Nisha has walked to four different cashpoints in the vicinity and each one has either swallowed her remaining array of cards or spat them out, telling her in bald digital terms to contact bank staff. But she doesn’t have to contact bank staff to know what is going on here. She had walked to Mangal, the exclusive boutique she had used for the past five years whenever she was in London, and before she had even tried on the thick Alexander McQueen coat, Nigella, the manager, had come out to explain that she was very sorry but Mr Cantor had closed their account that morning and without a creditcard they were not going to be able to help. She had peered surreptitiously at the towelling robe as she said the words, as if trying to assess if this was some new-season fashion-forward item she hadn’t been aware of.
Nisha sits in the coffee shop, ignoring the curious stares of the other customers, and tries to think. She needs something to wear, she needs somewhere to stay and she needs a lawyer. Without money she can access none of these things. She could ask Ray to wire some, but then this will be out there, irreversible, and she does not want to drag her son into it. Not just yet. Not with everything else he has gone through this year.
‘Hello?’ She snatches up the phone.
‘It’s me. I’m so sorry, Mrs Cantor.’ Magda’s voice is hushed. ‘I had to use my husband’s phone because mine was cut off.’
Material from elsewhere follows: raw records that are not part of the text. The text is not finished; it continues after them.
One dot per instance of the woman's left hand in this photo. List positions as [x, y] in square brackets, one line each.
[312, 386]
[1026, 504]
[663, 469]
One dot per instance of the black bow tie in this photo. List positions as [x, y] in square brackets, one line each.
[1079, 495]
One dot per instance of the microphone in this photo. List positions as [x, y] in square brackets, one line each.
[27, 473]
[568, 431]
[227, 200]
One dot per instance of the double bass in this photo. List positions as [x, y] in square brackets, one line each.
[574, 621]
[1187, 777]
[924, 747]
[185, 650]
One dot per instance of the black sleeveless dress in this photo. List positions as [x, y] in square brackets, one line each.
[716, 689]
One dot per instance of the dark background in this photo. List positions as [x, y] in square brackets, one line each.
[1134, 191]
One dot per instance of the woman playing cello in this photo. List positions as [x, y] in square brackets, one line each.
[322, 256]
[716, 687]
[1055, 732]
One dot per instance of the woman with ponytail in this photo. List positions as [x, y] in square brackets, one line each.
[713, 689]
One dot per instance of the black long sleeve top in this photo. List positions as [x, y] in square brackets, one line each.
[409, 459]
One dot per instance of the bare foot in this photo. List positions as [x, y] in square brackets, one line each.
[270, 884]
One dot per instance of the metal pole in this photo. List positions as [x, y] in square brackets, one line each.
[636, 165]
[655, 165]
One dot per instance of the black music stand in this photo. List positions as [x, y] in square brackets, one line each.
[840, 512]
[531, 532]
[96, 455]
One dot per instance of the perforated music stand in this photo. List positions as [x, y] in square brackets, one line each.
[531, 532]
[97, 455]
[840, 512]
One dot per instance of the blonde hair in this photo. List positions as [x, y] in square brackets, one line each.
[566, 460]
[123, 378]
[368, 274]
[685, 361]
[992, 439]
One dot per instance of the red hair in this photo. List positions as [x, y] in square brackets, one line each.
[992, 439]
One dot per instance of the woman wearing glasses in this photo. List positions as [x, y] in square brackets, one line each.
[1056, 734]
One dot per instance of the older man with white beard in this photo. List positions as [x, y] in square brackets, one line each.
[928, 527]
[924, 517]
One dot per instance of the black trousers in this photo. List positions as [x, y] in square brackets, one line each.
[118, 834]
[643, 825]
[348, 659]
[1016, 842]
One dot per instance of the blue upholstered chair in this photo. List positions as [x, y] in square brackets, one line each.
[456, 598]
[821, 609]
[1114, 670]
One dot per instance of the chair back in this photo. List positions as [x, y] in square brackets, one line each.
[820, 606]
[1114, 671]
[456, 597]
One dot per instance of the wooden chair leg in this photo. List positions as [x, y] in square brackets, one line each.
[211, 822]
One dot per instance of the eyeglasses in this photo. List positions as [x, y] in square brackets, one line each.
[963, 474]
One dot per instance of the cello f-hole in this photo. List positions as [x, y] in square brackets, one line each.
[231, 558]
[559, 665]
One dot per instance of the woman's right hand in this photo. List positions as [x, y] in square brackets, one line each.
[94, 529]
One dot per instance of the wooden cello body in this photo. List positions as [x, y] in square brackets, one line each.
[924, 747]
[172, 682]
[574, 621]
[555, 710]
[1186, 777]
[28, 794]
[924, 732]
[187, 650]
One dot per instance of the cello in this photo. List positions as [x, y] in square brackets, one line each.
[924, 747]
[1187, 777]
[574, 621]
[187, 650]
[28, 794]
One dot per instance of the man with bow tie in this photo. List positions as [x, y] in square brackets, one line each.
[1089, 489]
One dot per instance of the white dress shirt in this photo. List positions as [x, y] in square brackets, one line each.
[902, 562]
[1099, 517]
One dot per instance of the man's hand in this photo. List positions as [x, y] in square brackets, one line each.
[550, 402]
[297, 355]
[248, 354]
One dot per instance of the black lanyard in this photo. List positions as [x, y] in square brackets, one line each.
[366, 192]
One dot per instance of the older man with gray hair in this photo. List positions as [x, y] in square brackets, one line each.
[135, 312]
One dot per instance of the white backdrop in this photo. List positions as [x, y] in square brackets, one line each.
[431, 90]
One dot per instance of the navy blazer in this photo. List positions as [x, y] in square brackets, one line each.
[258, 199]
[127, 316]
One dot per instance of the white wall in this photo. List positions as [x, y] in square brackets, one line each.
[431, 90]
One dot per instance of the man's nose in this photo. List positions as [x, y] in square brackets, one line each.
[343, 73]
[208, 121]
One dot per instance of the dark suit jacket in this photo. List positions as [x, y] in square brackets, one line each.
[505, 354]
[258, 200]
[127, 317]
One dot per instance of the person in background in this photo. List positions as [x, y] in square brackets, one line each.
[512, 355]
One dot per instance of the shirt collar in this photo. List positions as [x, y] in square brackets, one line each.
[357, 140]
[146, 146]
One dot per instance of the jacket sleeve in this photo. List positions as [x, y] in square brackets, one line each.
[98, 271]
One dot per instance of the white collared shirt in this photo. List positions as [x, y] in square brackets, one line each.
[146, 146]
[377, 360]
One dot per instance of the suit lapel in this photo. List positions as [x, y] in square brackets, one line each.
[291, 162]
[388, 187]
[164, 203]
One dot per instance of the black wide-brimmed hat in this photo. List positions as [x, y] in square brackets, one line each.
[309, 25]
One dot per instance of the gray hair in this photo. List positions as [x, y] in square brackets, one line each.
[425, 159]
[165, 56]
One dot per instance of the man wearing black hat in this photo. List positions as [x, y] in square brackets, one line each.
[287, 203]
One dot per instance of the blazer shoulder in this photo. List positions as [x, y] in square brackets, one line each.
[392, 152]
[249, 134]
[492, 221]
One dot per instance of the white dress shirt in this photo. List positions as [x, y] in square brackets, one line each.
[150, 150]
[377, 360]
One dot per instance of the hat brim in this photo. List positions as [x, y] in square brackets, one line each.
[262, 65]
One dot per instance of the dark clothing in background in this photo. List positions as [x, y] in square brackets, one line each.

‘Did you speak to your guy?’
‘Yes. He’s got it. He’s going to call me shortly and tell me where to meet you. He doesn’t want to call you directly … in case. This is why it’s taken me so long to get back to you.’
She sounds genuinely apologetic.
‘When is he going to call? I need help here, Magda. I’ve got nothing.’
‘He says within the next hour or so.’
‘I am literally wearing a bathrobe. Carl won’t let me get my things. Can you send some clothes? And I’m going to need my jewellery FedExed, and some cash. And, oh, my laptop –’
‘This is the other thing, Mrs Cantor.’ Magda sniffs noisily down the phone and Nisha shudders slightly. ‘Mr Cantor fired me. I didn’t do anything and they say he fired me.’
Nisha knows she should say something comforting. But all she can think isfuck fuck fuck.
‘The housekeeper shut me out of the house and they said he’s paid me off with immediate effect. I don’t know what we’re going to do because Laney’s medical bills –’
‘You can’t even get in the house?’
‘No! I had to get the subway all the way to Janos’s work to use his phone because they took the phone off me before I left. I got there seven a.m. as usual and they threw me out by seven fifteen. Luckily I knew your number by heart so I could still call you.’
She must write down every number in her phone book, she thinks suddenly. He will cancel her phone, too, as soon as he remembers to.